Jacob Ereste :
Global Cyber News.Com. -Bahasa langit (Tuhan), bahasa tubuh (manusia) dan bahasa bumi ( hujan, panas, dingin, petir dan kilat hingga bencana alam) yang sulit dipahami oleh manusia sejenis apapun sehingga harus dimengerti secara spiritual yang acap dikatakan banyak orang tidak masuk akal. Padahal tingkat kecerdasan manusia itu dapat dimengerti berasal dari pengalaman, pembelajaran dan Wahyu Tuhan yang sudah lengkap disampaikan melalui Nabi dan Rasul-rasulnya lewat perantara malaikat serta beberapa diantaranya yang langsung sampaikan kepada Nabi Muhammad SAW dan Rasul Allah. Dari berbagai kitab suci, Nani yang juga berpredikat sebagai Rasul diantaranya adalah Nabi Muhammad SAW, Nabi Isa, Nabi Musa dan Nabi Ibrahim.
Dalam perspektif Islam, Nabi dan Rasul yang memiliki peran sangat penting dalam menyampaikan Wahyu Tuhan dan ditugaskan untuk membangun komunitas yang dia asuh untuk menyampaikan pesan Tuhan dengan beragam tantangan yang harus dihadapinya ketika harus menyampaikan pesan Tuhan. Sebagai manusia pilihan Tuhan, para Nabi dan Rasul menerima wahyu yang juga menjadi pengetahuan yang dimilikinya yang juga berdasarkan pengalaman spiritual.
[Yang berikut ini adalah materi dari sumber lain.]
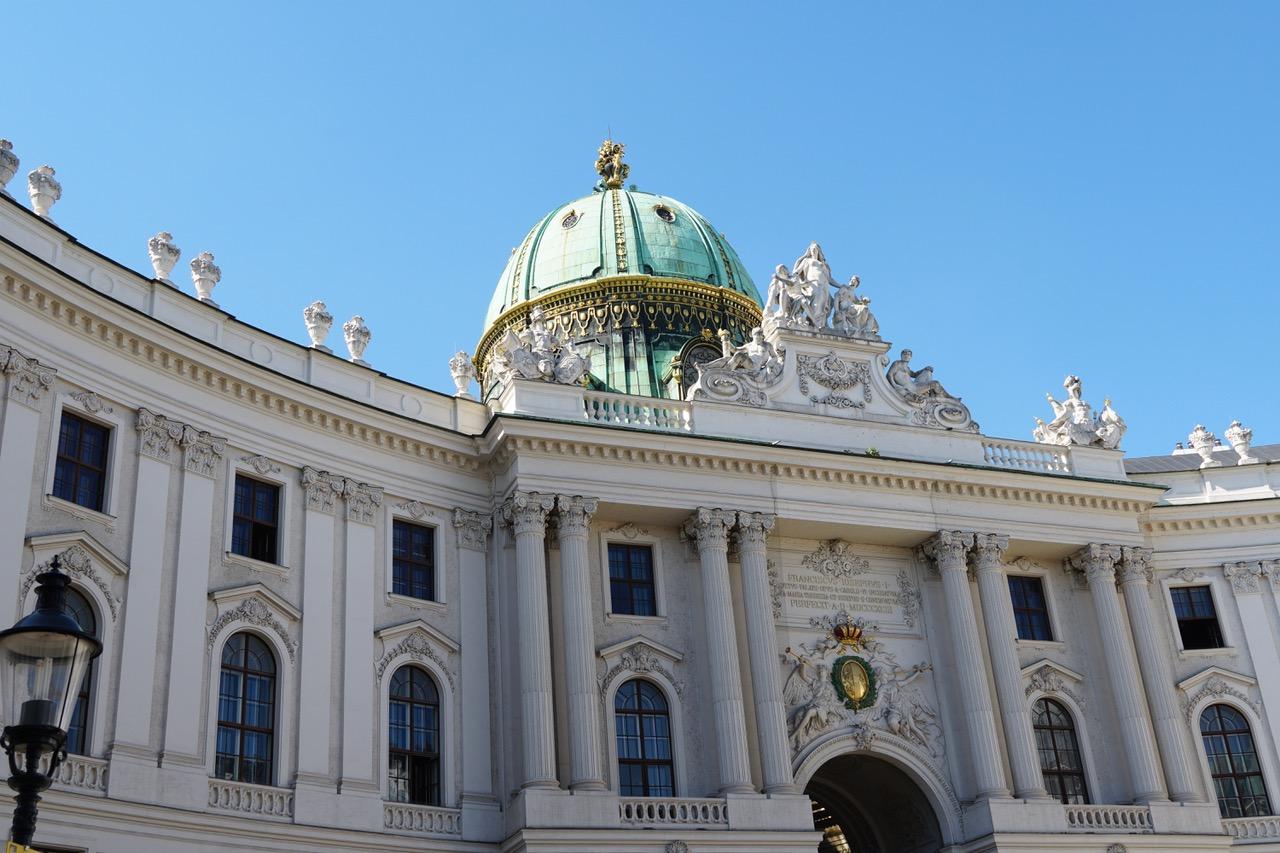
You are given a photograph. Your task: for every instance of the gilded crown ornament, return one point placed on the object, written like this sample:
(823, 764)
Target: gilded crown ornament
(609, 164)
Manusia biasa — setidaknya sekapasitas dan sekualitas wali sangat mungkin memperoleh Wahyu langsung dari Tuhan. Inilah diantara yang membangkitkan semangat para pelaku spiritual terus berjalan mendekatkan diri kepada Tuhan, sehingga kemampuan untuk membaca bahasa langit, bahasa diri dan bahasa alam semesta mampu menyapa manusia dan makhluk hidup lainnya dengan cara terus mengasah talenta dan segenap kemampuan panca indra dalam percercapan, mulai dari rasa, penglihatan yang tak kasat mata, pendengaran yang tiada suaranya, serta penciuman terhadap ketiadaan aroma yang terendus dalam kepekaan sensoris daya raba yang peka untuk mengetahui sesuatu yang sebelumnya tidak pernah dikenal. Dari kemampuan serupa ini dan kecerdasan spiritual yang mumpuni, maka panca indra dapat berlipat ganda kemampuan kualitas dan kapasitasnya untuk ikut membekali perjalan lebih jauh memasuki wilayah spiritual yang tidak berbatas dan tidak pula terbatas, karena sungguh maha luas seperti kemampuan dan kekuasaan Tuhan. Oleh karena itu pula spiritualitas acap dianalogikan sebagai keyakinan dari keberadaan Tuhan yang tidak dapat disangkal keberadaannya.
Dalam konteks spiritual, ini pula panca indra dapat dimengerti lebih luas cakupan dan liputannya untuk merasakan, memahami dan menyaksikan hal-hal yang tak kasat mata hingga hal-hal yang tidak terdengar suaranya. Sehingga kepekaan emosi, intuisi pada dalam satu penglihatan batin untuk melihat aura, letupan energi serta visi spiritual yang terbenam di kedalaman batin dengan kemampuan mendengar suara yang tidak terdengar seperti suara hati, bisikan jiwa hingga pada akhirnya pada sapaan Tuhan yang sangat bermanfaat bagi kehidupan manusia di bumi untuk bekal menuju akhirat.
Begitulah akhirnya bahasa tubuh, bahasa bumi dan bahasa langit sesungguhnya ada dalam setiap diri manusia yang mampu mengelola dan mendayagunakannya sebagai energi untuk melakukan dialog — meski hanya sebatas batin — dengan Tuhan Yang Maha Pengasih dan juga Maha Penyayang bagi umatnya.
Capaian pendakian spiritual serupa inilah yang menjadi bagian dari puncak-puncak kebahagiaan para pelaku spiritual — yang acap disebut semacam pengembaraan batin pada kedalaman jiwa yang sesungguhnya bersemayam didalam tubuh manusia. Karena itu, kemampuan membaca ayat-ayat diri sebagai buah dari perjalanan hidup seperti yang sering berulang kali dikatakan oleh Sri Eko Sriyanto Galgendu, selaku Pemimpin Spiritual Nusantara yang telah khatam menunaikan puasa pala, sesungguhnya hakikat Tuhan itu sendiri ada di dalam diri manusia. Dalam bahasa kearifan lokal inilah yang dimaksud dari “manunggaling kawulo lan gusti” itu. Dan dapat dimengerti bahwa manusia tidak ada satu pun yang dapat menjadi Tuhan. Tetapi manusia dapat menyatu bersama Tuhan. Kecuali itu pun, Tuhan sendiri telah menunjuk manusia sebagai khalifatullah — wakil Tuhan di bumi.